Eu adorei o Trainspotting, filme que vi assim que saiu algures nos 90. Foi assim como que um despertar para filmes melhores e mais originais que as costumeiras xaropadas de Hollywood. Com o Kindle tive também acesso ao Trainsppoting em livro, por traduzir claro, e fiquei um bocadinho desanimada quando percebi que nem com o dicionário de Oxford eu conseguia seguir minimamente o que se estava a passar. Escrito no mais profundo calão escocês, tudo aquilo estava claramente fora do meu alcance. E assim deixei-o ficar no fundo da minha to read list.

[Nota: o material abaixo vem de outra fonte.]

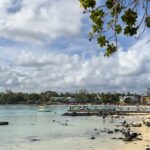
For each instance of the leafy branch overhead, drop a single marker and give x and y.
(113, 17)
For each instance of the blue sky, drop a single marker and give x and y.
(44, 46)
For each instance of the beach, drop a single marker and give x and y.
(32, 130)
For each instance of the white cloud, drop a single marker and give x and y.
(125, 71)
(39, 20)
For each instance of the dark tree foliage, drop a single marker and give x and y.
(113, 17)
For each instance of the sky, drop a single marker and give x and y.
(44, 46)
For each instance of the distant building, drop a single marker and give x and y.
(146, 97)
(133, 99)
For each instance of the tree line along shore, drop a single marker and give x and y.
(80, 97)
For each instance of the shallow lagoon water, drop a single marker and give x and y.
(32, 130)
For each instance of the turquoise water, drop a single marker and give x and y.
(32, 130)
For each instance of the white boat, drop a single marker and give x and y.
(43, 109)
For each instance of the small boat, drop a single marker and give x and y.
(43, 109)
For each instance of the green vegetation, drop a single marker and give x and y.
(51, 97)
(111, 18)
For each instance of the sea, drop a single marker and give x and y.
(29, 129)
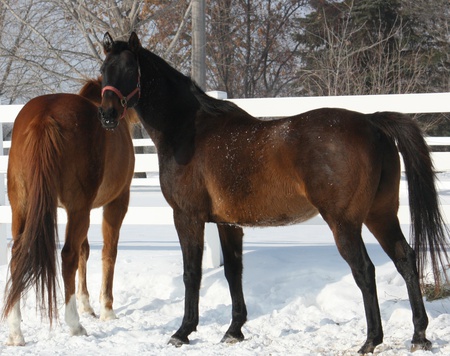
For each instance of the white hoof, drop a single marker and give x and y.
(107, 314)
(15, 339)
(78, 331)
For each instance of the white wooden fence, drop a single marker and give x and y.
(267, 107)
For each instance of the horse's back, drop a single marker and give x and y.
(67, 125)
(288, 170)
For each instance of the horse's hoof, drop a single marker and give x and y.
(367, 348)
(78, 331)
(425, 346)
(107, 314)
(177, 341)
(15, 340)
(232, 339)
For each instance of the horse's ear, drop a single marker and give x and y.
(134, 43)
(107, 42)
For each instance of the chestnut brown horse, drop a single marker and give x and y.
(219, 164)
(61, 155)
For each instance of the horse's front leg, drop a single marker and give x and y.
(83, 293)
(231, 241)
(191, 235)
(113, 215)
(76, 231)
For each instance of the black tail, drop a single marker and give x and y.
(428, 230)
(33, 260)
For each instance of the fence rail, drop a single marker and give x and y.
(268, 107)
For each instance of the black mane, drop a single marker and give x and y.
(209, 104)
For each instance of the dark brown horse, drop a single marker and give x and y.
(61, 155)
(219, 164)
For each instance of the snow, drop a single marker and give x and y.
(300, 295)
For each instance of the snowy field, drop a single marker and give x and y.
(300, 295)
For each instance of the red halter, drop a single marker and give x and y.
(124, 99)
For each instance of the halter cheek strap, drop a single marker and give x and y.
(124, 99)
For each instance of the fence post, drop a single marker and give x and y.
(3, 244)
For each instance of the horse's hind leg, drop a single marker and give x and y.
(76, 232)
(84, 306)
(113, 215)
(15, 337)
(393, 242)
(231, 241)
(351, 247)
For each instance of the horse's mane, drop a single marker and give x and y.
(210, 105)
(214, 106)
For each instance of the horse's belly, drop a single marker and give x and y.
(260, 212)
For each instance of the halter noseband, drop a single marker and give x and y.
(124, 99)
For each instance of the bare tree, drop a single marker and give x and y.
(250, 49)
(54, 45)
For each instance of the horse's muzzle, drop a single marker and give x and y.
(109, 118)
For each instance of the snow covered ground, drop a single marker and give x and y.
(300, 295)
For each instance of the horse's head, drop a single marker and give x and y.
(121, 79)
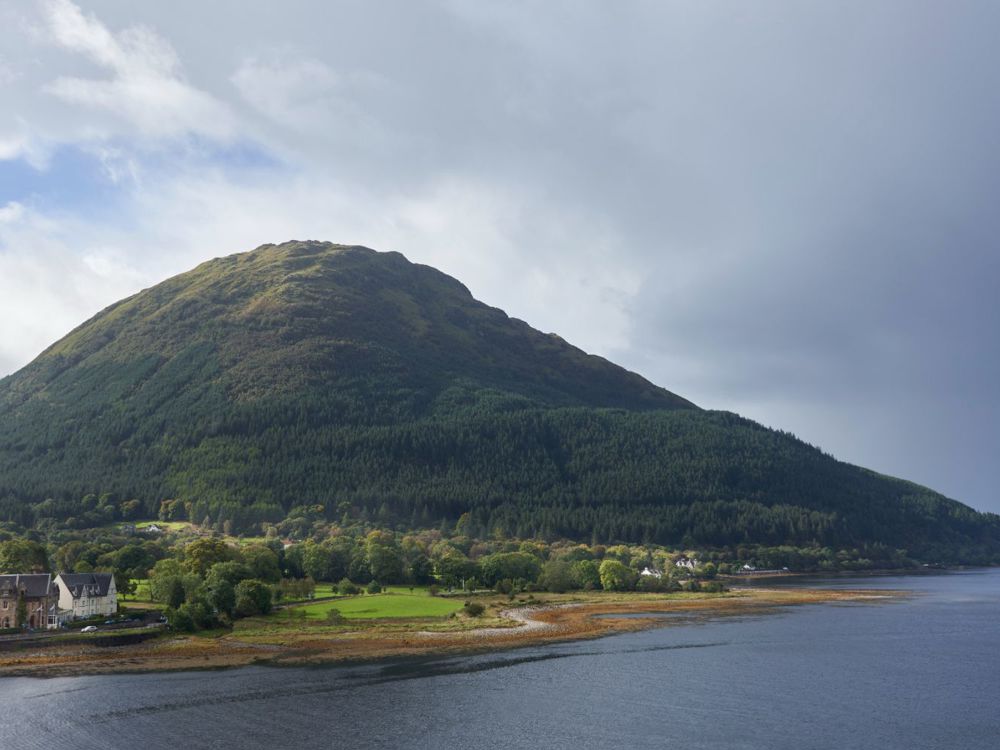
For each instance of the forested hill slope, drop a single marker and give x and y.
(315, 374)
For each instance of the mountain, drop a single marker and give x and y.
(312, 374)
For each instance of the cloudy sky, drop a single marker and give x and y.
(784, 209)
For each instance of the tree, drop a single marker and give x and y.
(615, 576)
(162, 577)
(514, 565)
(587, 574)
(222, 596)
(557, 576)
(385, 560)
(202, 554)
(175, 594)
(23, 556)
(262, 562)
(253, 597)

 Agora, mais uma vez graças ao Netgalley, chegou-me às mãos a mais recente sequela do Trainspotting. Este Blade Artist segue um Frank Begbie mais maduro, com uma vida nova, a viver em LA depois de ter cumprido uma longa pena em Edimburgo e de ter conhecido a mulher que o regenerou. Ou mais ou menos.

O livro é alucinante, este personagem que me deixava absolutamente enervada nos idos anos ’90 é agora fascinante, cativante, e dei por mim a torcer que tudo lhe corresse bem independentemente das escolhas mais ou menos duvidosas que ele fazia. Irvine Welsh é um mestre a fazer-nos gostar de sociopatas.

Aconselho muito este livro a quem tenha um estômago de aço e não se impressione com facilidade. Da minha parte vou voltar ao Trainspotting e dar-lhe uma nova chance.